Learning to code in R

It used to be that the one of the first decisions to make when learning to program was between compiled (e.g. C or FORTRAN) and interpreted (e.g. Python) languages. In my opinion these days one would have to be a masochist to learn with a compiled language: the extra compilation time and obscure errors are a killer when learning.

Today the decision would be between using a generic interpreted language (e.g. Python) and an interpreted domain specific language (DSL) like R, MATLAB, etc. While some people prefer generic languages, I’d argue that immediate feedback and easy accomplishment of useful tasks are a great thing when one is learning something for the first time.

As an example, a while ago my son asked me what I was doing in the computer and I told him that I was programming some analyses in R. I showed that the program was spitting back some numbers and plots, a fact that he found totally unremarkable and uninteresting. I searched in internet and I found Scratch, a visual programming language, that let’s the user moves blocks representing code around and build interactive games: now my son was sold. Together we are learning about loops, control structures and variables, drawing characters, etc. We are programming because the problems are i- much more interesting for him and ii- achievable in a short time frame.

An example scratch script.

An example scratch script.

Learning to program for statistics, or other scientific domains for that matter, is not that different from being a kid and learning programming. Having to do too much to get even a mildly interesting result is frustrating and discouraging; it is not that the learner is dumb, but that he has to build too many functions to get a meager reward. This is why I’d say that you should use whatever language already has a large amount of functionality (‘batteries included’ in Python parlance) for your discipline. Choose rightly and you are half-way there.

‘But’ someone will say, R is not a real language. Sorry, but it is a real language (Turing complete and the whole shebang) with oddities, as any other language, granted. As with human languages, the more you study the easier it gets to learn a new language. In fact, the syntax for many basic constructs in R is highly similar to alternatives:

# This is R code
# Loop
for(i in 1:10){
    print(i)
}
#[1] 1
#[1] 2
#[1] 3
#[1] 4
#[1] 5
#[1] 6
#[1] 7
#[1] 8
#[1] 9
#[1] 10
 
# Control 
if(i == 10) {
    print('It is ten!')
}
 
#[1] "It is ten!"
# This is Python code
# Loop
for i in range(1,11): # Python starts indexing from zero
    print(i)
 
#1
#2
#3
#4
#5
#6
#7
#8
#9
#10
 
# Control
if i == 10:
    print("It is ten!")
 
#It is ten!

By the way, I formatted the code to highlight similarities. Of course there are plenty of differences between the languages, but many of the building blocks (the core ideas if you will) are shared. You learn one and the next one gets easier.

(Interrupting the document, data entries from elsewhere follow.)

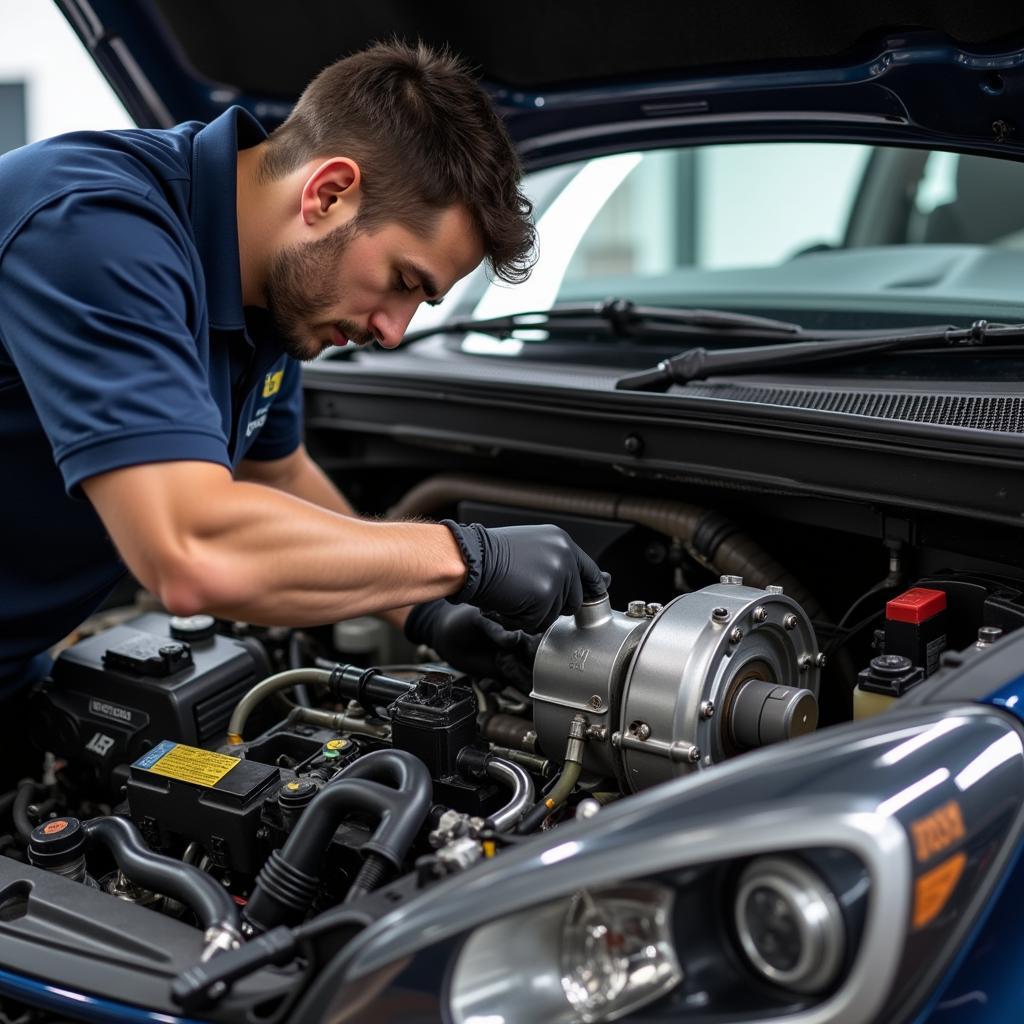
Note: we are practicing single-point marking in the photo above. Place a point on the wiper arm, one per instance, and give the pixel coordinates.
(620, 316)
(697, 364)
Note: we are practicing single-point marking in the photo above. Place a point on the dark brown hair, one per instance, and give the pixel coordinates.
(425, 136)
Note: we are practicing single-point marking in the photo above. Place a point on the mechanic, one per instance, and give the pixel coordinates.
(158, 289)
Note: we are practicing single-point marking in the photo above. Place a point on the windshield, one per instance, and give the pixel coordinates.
(827, 235)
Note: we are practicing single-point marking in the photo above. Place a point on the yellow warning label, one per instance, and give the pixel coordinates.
(190, 764)
(272, 383)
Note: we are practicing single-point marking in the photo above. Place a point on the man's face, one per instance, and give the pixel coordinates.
(359, 286)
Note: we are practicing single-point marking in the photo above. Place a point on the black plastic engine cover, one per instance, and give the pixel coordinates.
(116, 693)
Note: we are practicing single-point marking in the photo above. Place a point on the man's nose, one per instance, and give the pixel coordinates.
(390, 326)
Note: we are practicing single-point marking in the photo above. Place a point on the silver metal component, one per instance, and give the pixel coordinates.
(780, 894)
(766, 713)
(666, 677)
(460, 854)
(578, 736)
(678, 753)
(219, 939)
(579, 658)
(518, 780)
(987, 635)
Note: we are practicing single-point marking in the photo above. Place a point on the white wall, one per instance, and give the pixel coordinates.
(65, 89)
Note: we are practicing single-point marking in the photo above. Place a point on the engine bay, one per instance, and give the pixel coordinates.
(242, 779)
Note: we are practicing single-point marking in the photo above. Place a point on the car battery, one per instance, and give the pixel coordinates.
(179, 794)
(155, 676)
(915, 627)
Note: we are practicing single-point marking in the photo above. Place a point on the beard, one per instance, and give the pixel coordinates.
(296, 301)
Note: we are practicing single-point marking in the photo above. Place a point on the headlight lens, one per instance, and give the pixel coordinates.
(616, 951)
(595, 956)
(790, 925)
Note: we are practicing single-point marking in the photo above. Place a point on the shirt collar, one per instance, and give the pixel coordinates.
(213, 211)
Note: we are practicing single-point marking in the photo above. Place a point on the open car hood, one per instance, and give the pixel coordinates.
(583, 77)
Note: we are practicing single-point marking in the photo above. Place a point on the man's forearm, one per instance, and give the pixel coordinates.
(250, 552)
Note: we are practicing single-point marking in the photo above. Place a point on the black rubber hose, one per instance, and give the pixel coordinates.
(287, 883)
(401, 804)
(28, 792)
(199, 891)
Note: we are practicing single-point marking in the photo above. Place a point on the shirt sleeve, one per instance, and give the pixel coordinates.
(103, 322)
(282, 433)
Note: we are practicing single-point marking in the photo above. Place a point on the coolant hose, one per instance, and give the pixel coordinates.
(288, 881)
(281, 681)
(474, 763)
(202, 893)
(518, 780)
(558, 795)
(714, 537)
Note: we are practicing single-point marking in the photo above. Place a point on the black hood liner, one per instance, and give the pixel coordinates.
(272, 49)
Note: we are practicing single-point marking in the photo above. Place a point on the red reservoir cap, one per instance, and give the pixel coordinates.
(915, 605)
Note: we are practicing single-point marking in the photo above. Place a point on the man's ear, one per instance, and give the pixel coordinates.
(331, 194)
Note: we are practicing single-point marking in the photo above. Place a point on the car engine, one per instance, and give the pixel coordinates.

How does one start learning to program? If I look back at 1985 (yes, last millennium) I was struggling to learn how to program in BASIC when, suddenly, I had an epiphany. The sky opened and I heard a choir singing György Ligeti’s Atmosphères (from 2001: a Space Odyssey, you know) and then I realized: we are only breaking problems in little pieces and dealing with them one at the time. I’ve been breaking problems into little pieces since then. What else did you expect? Anyhow, if you feel that you want to learn how to code in R, or whatever language is the best option for your problems, start small. Just a few lines will do. Read other people’s code but, again, only small pieces that are supposed to do something small. At this stage is easy to get discouraged because everything is new and takes a lot of time. Don’t worry: everyone has to go through this process.

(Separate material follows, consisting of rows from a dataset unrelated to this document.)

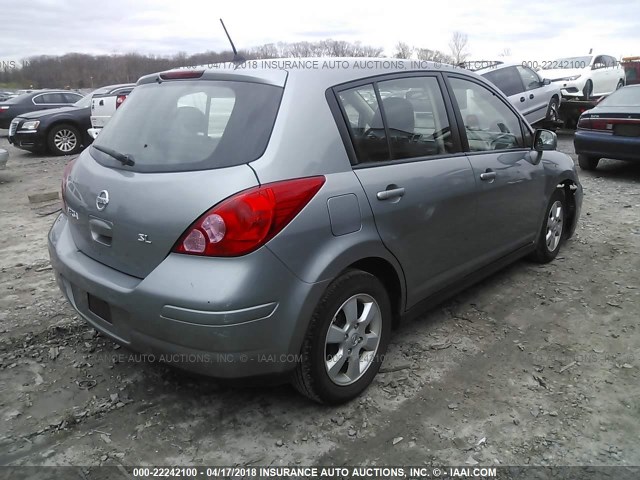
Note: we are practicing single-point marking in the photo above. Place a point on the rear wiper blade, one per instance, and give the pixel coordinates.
(123, 158)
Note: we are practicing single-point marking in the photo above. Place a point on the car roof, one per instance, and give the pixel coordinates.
(324, 71)
(500, 66)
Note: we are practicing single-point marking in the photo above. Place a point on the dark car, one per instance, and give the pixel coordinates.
(610, 130)
(37, 100)
(61, 131)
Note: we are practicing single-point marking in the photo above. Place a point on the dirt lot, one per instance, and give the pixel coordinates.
(537, 365)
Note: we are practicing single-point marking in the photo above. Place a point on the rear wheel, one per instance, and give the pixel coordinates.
(552, 232)
(64, 140)
(346, 340)
(587, 90)
(588, 163)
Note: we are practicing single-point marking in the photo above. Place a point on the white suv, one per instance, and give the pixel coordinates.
(585, 77)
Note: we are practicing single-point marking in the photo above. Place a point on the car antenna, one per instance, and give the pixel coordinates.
(237, 59)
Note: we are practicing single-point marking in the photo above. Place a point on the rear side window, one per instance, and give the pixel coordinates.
(506, 79)
(412, 111)
(365, 123)
(416, 118)
(530, 78)
(191, 125)
(489, 123)
(71, 97)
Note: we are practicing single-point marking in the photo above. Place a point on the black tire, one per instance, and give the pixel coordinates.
(587, 90)
(552, 110)
(543, 252)
(64, 139)
(311, 377)
(588, 163)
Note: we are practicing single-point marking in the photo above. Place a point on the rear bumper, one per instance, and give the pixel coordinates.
(195, 313)
(606, 145)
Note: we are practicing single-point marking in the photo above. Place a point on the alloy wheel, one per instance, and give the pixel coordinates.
(555, 223)
(65, 140)
(352, 339)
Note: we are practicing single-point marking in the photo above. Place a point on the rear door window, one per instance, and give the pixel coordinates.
(416, 118)
(191, 125)
(506, 79)
(530, 79)
(364, 117)
(489, 123)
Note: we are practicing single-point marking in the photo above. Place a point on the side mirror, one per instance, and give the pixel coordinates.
(544, 140)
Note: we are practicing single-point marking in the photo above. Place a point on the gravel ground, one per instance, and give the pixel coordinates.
(537, 365)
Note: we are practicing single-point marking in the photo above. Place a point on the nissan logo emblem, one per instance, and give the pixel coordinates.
(102, 200)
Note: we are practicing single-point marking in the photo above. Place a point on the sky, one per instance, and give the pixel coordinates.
(539, 30)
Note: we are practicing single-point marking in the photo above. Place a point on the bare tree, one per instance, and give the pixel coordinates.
(78, 70)
(403, 50)
(458, 45)
(433, 55)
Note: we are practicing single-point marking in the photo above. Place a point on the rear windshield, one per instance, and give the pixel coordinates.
(625, 97)
(191, 125)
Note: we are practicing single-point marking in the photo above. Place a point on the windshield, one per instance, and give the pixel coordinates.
(191, 125)
(19, 98)
(569, 62)
(85, 101)
(625, 97)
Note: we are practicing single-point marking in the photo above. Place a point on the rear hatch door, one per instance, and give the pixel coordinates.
(190, 142)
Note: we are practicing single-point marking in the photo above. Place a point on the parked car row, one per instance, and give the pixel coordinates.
(57, 122)
(536, 98)
(610, 130)
(585, 76)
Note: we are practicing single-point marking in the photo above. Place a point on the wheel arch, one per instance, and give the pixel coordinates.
(65, 121)
(390, 278)
(572, 191)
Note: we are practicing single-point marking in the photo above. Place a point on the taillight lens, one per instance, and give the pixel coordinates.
(65, 179)
(246, 221)
(584, 122)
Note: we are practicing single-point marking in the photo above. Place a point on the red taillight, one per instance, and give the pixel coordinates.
(65, 179)
(246, 221)
(606, 124)
(179, 74)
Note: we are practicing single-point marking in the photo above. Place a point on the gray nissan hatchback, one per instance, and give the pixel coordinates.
(274, 219)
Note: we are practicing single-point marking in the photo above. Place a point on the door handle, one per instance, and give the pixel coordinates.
(390, 193)
(488, 176)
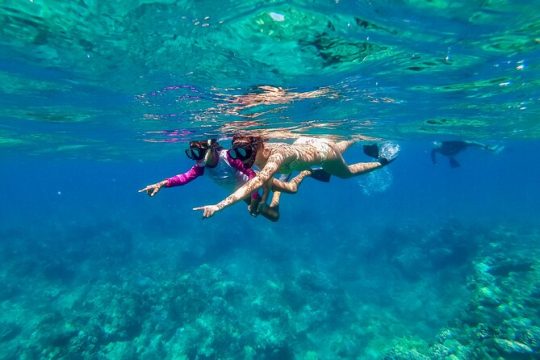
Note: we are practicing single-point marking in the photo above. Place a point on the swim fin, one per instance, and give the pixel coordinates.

Many people struggle vectorizing the code so it runs faster. Again, don’t worry at the beginning if your code is slow. Keep on writing and learning. Read Norman Noam Ross’s FasteR! HigheR! StongeR! — A Guide to Speeding Up R Code for Busy People. The guide is very neat and useful, although you don’t need super fast code, not yet at least. You need working, readable and reusable code. You may not even need code: actually, try to understand the problem, the statistical theory, before you get coding like crazy. Programming will help you understand your problem a lot better, but you need a helpful starting point.

Don’t get distracted with the politics of research and repeatability and trendy things like git (noticed that I didn’t even link to them?). You’ll learn them in time, once you got a clue about how to program.

P.S. The code used in the examples could be shortened and sped up dramatically (e.g. 1:10 or range(1, 11)) but it is not the point of this post.
P.S.2. A while ago I wrote R is a language, which could be useful connected to this post.

Doing Bayesian Data Analysis now in JAGS

Around Christmas time I presented my first impressions of Kruschke’s Doing Bayesian Data Analysis. This is a very nice book but one of its drawbacks was that part of the code used BUGS, which left mac users like me stuck.

Kruschke has now made JAGS code available so I am happy clappy and looking forward to test this New Year present. In addition, there are other updates available for the programs included in the book.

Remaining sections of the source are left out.